16 Aralık 2007 tarihinde gerilla alanlarına hava saldırısı gerçekleştirildi. Gerilla kaynaklarına göre şimdiye kadar hava saldırıları 70’i aştı. 100’e yakın sefer top atışı yapıldı. TC ordusu tarafından bu tarihten itibaren başlatılan tüm saldırılarda en büyük zararı sivil halk gördü. Eski köy ve yerleşim yerlerinin yanı sıra, sivil halkın yaşadığı bazı köyleri de hedef alan bu saldırılarda sivillere ait ev, bahçe ve tarlalar zarar gördü, yüzlerce küçük ve büyük baş hayvan telef oldu. Saldırılar sonucunda onlarca kilometrelik ormanlık alan yanarak kül oldu. Camiler, okullar, sağlık ocakları, köprüler tahrip edildi. Şimdiye kadar 50’den fazla köy boşaltılmak zorunda kalındı. Binlerce insan yerlerini terketmek zorunda kaldı. Kurulan mülteci kampı sayısı üçü buldu. Üstelik Türk devleti bu saldırıları İran ile hem eşgüdümlü hem de kimi zaman eşzamanlı gerçekleştirdi. ABD ve İsrail’in öncülüğündeki uluslararası güçler de diplomatik destekle yetinmeyerek aktif askeri destek de sundular. Ve bu tablo devam ediyor.

7 yılın eksik dökümü

AKP’nin iktidarda olduğu 7 yılın eksik dökümü bile ortaya korkunç rakamlar çıkarıyor. Üstelik bu sürenin 4 yılında tek taraflı ateşkes vardı. Türkiye’de, 2002 yılında faili meçhul cinayetlerde 75 kişi, yargısız infazlar sonucu 40 kişi, gözaltında 5 kişi yaşamını yitirdi. 632 kişi, gözaltında işkence ve kötü muameleye maruz kaldı. Yıl boyunca toplam 31 bin 217 kişinin gözaltına alındığı Türkiye’de, 200 gazeteci tutuklandı. Cezaevlerinde 20 mahkum, ölüm orucu nedeniyle öldü. Bir yıl boyunca 20 kitap toplatıldı. Bir yılda 108 radyo ve televizyonun toplam 3 bin 220 gün kapatıldığı Türkiye’de 10 gazete ve dergi toplam 78 gün yayınına ara verdi. 5’i dernek, 1’i vakıf, 1’i de enstitü olmak üzere 7 sivil toplum kuruluşu da kapatıldı. 228 kişi, düşüncelerini ifade ettikleri için toplam 362 yıl 7 ay hapis cezası ve 144 milyar 164 milyon lira para cezasına çarptırıldı. Kürtçe dilekçe verdikleri için 7 kişiye 26 yıl 3 ay hapis cezası verildi. Çocuklarına Kürtçe isim vermek isteyen 36 kişi hakkında dava açıldı. Anadilde eğitim isteyen 980 öğrenci, 1 hafta ile 1 yıl arasında uzaklaştırma cezası aldı.
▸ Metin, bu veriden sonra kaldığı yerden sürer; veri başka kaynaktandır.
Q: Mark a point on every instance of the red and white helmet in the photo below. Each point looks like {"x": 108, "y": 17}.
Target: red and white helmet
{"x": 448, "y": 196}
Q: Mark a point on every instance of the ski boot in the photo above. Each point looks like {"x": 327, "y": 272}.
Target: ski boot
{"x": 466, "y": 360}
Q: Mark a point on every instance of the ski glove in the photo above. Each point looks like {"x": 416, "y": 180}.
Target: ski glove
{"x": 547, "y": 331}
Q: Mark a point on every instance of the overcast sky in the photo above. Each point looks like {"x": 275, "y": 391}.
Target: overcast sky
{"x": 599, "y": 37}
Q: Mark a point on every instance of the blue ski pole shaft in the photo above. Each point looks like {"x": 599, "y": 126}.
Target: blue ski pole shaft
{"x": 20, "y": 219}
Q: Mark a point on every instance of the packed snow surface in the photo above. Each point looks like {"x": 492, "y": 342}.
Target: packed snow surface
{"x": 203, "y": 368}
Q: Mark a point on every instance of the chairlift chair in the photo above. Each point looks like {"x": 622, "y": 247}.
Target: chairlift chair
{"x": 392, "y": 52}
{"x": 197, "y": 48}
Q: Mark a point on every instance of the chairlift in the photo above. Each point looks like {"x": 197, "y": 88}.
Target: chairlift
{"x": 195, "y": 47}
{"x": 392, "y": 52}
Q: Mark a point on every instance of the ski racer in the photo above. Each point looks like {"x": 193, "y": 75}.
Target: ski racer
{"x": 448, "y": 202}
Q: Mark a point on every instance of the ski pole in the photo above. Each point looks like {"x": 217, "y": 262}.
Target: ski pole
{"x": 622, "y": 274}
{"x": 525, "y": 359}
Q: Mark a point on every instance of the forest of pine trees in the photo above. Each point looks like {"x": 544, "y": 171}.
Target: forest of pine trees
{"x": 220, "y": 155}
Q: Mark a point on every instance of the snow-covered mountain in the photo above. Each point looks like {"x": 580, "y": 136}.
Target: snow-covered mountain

İHD’nin 2003 yılı raporuna göre bin 391 kişi işkenceye maruz kaldı. Gözaltında, cezaevlerinde ve faili meçhul saldırılarda 72 kişi yaşamını yitirdi. 198 müzik kaseti ve 23 kitap yasaklandı. 24 gazete ve dergi kapatıldı. Düşüncelerini ifade edenlere karşı açılan 153 davada yargılanan 851 kişi için toplam 3 bin 107 yıl hapis istendi; 283 kişi toplam 276 yıl hapis cezasına çarptırıldı. 736 kişi sürgün edildi.
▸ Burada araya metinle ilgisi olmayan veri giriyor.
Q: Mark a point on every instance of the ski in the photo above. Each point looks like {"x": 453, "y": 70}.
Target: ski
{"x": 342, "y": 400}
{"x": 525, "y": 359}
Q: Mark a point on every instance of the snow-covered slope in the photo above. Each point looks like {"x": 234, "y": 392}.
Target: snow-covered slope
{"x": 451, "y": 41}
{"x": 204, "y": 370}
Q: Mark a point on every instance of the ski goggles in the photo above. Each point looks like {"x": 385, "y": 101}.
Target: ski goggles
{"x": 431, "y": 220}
İnsan hakları ihlalleri 2004 yılı bilançosu da ağırdı. 240 kişi çatışmada yaşamını yitirdi; 126 kişi yaralandı. Faili meçhul cinayetler ve yargısız infazlar sonucu 68 kişi yaşamını yitirdi; 56 kişi yaralandı. Mayınlar ve savaş artıkları 2004 yılında da can almaya devam etti. Bu nedenle 59 kişi öldü, 52 kişi yaralandı ve 17 büyükbaş hayvan telef oldu. Türkiye’nin en önemli sorunlarından birisi olan işkence konusunda da durum farklı değil. 2004 yılında 843 kişi işkence ve kötü muameleye maruz kaldı. Kaçırma ve tehditler buna dahil değildir. Keyfi gözaltı olarak değerlendirdiğimiz 6 bin 391 gözaltı yaşandı. Demokrasilerin olmazsa olmaz temel özgürlük alanı olan İfade Özgürlüğü alanına baktığımızda da, 2004 yılı içerisinde 31 etkinliğin yasaklandığını, 9 kitap, dergi ve gazetenin yasaklanıp, toplatıldığını; 20 gazete ve yayın organına baskın düzenlendiğini tespit ediyoruz. 2004 yılı içerisinde düşüncelerinden dolayı 467 kişi hakkında 78 dava açılıp, bin 557 yıl 2 ay hapis cezası istendi. Toplantı ve Gösteri Özgürlüğü ile ilgili olarak da, 124 etkinliğe polis tarafından müdahale edildi, 8 etkinliğe izin verilmedi, bu konularla ilgili 36 soruşturma açıldı. Bunlardan 11’inde 146 Eğitim-Sen üyesi, 12 KESK üyesi, 7 doktor ve 52 siyasi parti ve dernek üyesi çeşitli cezalara çarptırıldı. Örgütlenme Özgürlüğü alanında, 15 kuruluş polis baskınına uğradı. Toplam 41 kişiyi kapsayan 8 soruşturma açıldı. 23 siyasi parti ve örgüt hakkında kapatma davası açıldı.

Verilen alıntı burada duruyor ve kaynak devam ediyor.